Страница 52 из 70
"Не льсти, – отвечал Заратустра, все еще гневаясь, и мрачно взглянул на него, – не льсти мне, закоренелый фигляр! Ты лжив: тебе ли говорить об истине!
Ты, павлин из павлинов, ты, море тщеславия, что разыгрывал ты передо мной, в кого должен был поверить я, когда ты плакался передо мной в таком жалком обличье?"
"Я разыгрывал кающегося духом, – сказал старик, – ты сам выдумал некогда это выражение,
– поэта и чародея, который кончает тем, что обращает дух свой против себя самого, я разыгрывал преображенного, который замерзает от своего неведения и дурной совести.
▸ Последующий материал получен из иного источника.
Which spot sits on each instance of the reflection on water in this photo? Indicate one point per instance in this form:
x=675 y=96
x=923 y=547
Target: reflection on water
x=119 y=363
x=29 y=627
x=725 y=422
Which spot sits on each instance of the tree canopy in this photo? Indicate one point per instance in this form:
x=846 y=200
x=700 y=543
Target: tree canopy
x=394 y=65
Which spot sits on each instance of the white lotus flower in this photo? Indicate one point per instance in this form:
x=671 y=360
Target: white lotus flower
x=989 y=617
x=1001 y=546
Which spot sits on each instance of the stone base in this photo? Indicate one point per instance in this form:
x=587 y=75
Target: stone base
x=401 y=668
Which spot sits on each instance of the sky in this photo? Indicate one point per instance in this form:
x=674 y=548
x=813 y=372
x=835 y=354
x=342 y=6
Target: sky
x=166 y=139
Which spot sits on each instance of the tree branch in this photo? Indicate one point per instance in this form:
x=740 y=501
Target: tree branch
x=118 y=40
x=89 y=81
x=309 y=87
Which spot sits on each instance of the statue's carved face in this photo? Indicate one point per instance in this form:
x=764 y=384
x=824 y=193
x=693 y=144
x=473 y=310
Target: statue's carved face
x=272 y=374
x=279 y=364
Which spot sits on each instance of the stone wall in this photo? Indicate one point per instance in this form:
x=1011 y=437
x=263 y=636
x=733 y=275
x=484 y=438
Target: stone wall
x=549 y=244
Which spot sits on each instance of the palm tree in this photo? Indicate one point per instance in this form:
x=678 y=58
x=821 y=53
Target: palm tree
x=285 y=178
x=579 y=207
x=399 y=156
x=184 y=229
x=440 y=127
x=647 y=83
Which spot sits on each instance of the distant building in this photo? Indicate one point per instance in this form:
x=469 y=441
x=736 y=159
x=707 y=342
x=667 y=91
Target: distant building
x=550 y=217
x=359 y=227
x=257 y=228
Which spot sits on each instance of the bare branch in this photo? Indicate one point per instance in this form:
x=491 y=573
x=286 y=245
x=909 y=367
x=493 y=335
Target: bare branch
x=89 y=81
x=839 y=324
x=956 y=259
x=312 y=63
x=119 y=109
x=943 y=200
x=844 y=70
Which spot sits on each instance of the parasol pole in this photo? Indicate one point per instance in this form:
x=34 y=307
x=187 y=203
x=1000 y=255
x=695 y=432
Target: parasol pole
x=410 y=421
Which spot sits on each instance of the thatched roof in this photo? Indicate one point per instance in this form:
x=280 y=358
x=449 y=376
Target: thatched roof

И признайся же, Заратустра: ведь не сразу разгадал ты мои ложь и притворство! Ты поверил в горе мое, когда обеими руками поддерживал голову мою,
– я слышал, как ты сокрушался: "Его слишком мало любили, слишком мало любили!". И тайно радовалась злоба моя, что сумел я так ловко тебя обмануть".
"Ты обманывал и более проницательных, нежели я, – резко ответил Заратустра. – Я не остерегаюсь обманщиков, я должен жить без осторожности: так хочет судьба моя.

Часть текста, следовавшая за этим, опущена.